Expected to commence construction in 2019, the Australia-Singapore Military Training Initiative (ASMTI ) project will invest $2.5 billion to upgrade the Shoalwater Bay training area and a North Queensland training area over 25 years.
The project would see the current 4000 Singapore troops visiting once a year increased to 14000 Singapore troops, visiting bi-annually in nine week blocks, from 2021.
Yesterday, the Assistant Minister for Defence Senator David Fawcett and Capricornia MP Michelle Landry visited CQUniversity to announce Laing O'Rourke as the successful managing contractor for the ASMITI.
Delighted to be awarded the contract, Laing O'Rourke's managing director Cathal O'Rourke said they were focused on forging partnerships and sourcing a local workforce in which they could embed skill-sets, grow local capacity and leave behind a lasting legacy.
Senator David Fawcett said if you wanted to build and maintain a facility over 20 or 30 years, having a local design and build workforce capability on hand was more cost beneficial for future work on the facility.
Ms Landry said lauded the announcement as a "great step forward" for the CQ region, delivering jobs and opportunities.

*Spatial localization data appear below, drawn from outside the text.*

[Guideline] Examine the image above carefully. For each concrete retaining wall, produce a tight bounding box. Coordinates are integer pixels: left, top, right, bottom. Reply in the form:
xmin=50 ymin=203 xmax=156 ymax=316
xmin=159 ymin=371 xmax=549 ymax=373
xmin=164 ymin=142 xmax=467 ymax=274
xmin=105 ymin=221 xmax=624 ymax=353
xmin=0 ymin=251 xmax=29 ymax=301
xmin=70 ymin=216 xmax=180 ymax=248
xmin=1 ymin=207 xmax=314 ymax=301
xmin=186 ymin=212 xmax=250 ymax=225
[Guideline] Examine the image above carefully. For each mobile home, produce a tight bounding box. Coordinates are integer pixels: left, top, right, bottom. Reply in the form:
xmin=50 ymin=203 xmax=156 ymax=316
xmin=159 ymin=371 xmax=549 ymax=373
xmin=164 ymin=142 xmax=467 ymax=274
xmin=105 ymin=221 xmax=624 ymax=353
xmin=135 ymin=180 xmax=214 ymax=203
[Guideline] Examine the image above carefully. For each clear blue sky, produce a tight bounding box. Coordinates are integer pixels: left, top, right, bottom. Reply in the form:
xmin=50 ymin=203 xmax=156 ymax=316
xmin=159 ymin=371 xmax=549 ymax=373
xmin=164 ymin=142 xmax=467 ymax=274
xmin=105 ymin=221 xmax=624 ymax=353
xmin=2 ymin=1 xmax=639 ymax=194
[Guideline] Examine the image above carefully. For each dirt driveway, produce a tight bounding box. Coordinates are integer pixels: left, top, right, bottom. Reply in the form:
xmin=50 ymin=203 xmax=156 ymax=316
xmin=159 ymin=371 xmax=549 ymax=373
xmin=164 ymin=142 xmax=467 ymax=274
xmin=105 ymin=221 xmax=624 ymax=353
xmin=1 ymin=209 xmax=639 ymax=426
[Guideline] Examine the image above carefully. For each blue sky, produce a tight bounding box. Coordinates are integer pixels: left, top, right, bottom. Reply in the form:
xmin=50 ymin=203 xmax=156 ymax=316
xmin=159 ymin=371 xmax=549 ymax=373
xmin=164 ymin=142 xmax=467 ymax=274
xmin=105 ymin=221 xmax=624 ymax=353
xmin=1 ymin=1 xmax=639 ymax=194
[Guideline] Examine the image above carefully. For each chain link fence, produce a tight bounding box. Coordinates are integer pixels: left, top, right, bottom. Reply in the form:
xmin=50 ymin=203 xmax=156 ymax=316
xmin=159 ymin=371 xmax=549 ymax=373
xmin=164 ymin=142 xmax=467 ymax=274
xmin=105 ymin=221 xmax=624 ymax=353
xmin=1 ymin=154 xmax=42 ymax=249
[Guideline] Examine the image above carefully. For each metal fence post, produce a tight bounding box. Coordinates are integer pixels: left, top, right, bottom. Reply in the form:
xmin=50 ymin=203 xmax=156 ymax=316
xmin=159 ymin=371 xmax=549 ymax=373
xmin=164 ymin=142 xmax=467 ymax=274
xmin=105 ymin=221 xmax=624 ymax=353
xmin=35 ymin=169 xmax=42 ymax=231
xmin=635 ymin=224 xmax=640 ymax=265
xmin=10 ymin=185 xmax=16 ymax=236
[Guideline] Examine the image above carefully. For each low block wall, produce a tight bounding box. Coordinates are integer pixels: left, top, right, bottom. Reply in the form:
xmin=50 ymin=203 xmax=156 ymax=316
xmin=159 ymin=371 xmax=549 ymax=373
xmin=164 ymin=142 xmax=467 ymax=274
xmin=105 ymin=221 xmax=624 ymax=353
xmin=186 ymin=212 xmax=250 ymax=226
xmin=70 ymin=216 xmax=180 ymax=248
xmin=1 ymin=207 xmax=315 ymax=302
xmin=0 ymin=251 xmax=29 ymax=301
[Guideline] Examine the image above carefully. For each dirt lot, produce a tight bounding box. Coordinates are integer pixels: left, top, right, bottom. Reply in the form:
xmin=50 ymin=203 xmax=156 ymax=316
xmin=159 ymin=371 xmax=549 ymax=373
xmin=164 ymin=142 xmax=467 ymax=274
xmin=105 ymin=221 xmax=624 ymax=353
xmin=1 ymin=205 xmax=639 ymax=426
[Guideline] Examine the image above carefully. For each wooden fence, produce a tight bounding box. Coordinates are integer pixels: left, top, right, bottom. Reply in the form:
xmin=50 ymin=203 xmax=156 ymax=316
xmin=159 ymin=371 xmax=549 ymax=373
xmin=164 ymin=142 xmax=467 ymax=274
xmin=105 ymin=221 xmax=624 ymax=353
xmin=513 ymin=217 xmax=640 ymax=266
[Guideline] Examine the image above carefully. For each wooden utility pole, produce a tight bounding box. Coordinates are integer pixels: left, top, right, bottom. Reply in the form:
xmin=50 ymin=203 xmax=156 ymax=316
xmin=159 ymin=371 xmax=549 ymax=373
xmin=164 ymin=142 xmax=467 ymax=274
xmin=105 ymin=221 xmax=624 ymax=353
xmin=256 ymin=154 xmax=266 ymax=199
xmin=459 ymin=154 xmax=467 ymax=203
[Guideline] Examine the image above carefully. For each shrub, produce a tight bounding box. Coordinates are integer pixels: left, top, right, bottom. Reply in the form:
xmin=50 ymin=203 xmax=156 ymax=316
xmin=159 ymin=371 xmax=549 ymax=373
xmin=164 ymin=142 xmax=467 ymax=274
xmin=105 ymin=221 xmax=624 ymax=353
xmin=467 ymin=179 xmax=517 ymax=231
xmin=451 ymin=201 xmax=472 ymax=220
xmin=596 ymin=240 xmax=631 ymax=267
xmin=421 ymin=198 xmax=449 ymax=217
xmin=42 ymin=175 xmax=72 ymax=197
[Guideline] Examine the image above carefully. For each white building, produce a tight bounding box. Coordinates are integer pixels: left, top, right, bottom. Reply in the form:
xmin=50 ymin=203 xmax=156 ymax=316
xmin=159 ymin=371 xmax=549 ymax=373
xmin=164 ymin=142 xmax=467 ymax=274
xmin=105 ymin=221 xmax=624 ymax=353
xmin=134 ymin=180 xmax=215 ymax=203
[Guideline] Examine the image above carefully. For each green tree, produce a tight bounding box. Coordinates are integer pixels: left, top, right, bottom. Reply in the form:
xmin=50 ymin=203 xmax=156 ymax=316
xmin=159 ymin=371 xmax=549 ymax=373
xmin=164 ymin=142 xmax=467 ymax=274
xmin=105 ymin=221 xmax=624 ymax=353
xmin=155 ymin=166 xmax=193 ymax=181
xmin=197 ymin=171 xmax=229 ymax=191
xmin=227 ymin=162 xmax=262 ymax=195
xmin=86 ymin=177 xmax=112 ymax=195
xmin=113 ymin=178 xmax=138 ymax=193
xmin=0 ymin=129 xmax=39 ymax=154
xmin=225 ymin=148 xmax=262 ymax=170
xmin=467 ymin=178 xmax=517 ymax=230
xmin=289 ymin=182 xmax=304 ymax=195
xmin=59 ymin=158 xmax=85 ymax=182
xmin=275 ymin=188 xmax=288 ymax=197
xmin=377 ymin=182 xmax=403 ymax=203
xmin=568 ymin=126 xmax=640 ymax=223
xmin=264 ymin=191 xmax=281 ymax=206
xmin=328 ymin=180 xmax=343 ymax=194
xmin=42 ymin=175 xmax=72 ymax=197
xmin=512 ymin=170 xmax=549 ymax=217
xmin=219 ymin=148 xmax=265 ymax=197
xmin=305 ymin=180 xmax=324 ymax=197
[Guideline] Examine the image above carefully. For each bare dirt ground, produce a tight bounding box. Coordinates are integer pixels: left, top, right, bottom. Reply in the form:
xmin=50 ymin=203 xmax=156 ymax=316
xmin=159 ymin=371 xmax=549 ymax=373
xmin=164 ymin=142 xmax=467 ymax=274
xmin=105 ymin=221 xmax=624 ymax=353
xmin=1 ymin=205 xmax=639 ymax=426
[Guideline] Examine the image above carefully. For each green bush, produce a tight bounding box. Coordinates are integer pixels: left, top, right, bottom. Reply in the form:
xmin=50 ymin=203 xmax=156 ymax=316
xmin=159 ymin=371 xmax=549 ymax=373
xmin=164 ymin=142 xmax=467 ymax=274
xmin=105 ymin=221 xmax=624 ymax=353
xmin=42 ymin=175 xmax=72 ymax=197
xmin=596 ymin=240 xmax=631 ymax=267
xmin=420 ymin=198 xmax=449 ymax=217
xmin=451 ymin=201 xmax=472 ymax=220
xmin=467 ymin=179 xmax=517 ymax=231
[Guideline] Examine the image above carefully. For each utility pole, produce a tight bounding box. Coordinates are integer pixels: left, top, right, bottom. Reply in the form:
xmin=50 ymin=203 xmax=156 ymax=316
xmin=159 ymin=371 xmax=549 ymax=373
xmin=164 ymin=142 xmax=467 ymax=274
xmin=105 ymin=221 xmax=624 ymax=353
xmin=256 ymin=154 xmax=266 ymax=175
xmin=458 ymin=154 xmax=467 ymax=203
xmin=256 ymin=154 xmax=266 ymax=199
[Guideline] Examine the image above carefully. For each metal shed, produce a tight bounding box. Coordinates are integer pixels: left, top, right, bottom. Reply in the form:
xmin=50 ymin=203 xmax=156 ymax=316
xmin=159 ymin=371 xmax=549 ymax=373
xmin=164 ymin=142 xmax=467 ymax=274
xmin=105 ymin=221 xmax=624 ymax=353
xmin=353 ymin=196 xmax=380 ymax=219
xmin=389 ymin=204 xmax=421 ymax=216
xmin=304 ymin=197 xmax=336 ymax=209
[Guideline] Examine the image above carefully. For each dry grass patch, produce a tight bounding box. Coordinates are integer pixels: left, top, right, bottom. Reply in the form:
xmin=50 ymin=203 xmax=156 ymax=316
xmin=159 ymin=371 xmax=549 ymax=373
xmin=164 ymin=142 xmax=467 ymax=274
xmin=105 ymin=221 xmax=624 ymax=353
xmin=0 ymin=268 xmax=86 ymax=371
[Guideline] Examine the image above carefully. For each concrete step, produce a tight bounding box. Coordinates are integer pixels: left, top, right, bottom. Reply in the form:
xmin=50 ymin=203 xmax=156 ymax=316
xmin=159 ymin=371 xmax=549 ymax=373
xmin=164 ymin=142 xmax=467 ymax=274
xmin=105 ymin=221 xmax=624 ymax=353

"The lasting benefits for this region will be many and varied because of Laing O'Rourke's tender's 80% local content," Ms Landry said.
"This high level of local content means as much as $660 million will be injected into the local economy," said Ms Landry.
Ms Landry was also pleased to see Laing O'Rourke partnering with CQUniversity to deliver relevant training for the local workforce, helping them take advantage of not only this project, but many others across the globe.
"This is what it's all about, ensuring local people and local businesses are able to get more out of major local projects like these upgrades to Shoalwater Bay," said Ms Landry.
Given the 25 year timeframe involved, ADF Brigadier Mark Brewer was excited about the future facility innovations, stitching together simulated and live environments, incorporating technology into the landscape as well as robotics and autonomous systems, which would interact with soldiers.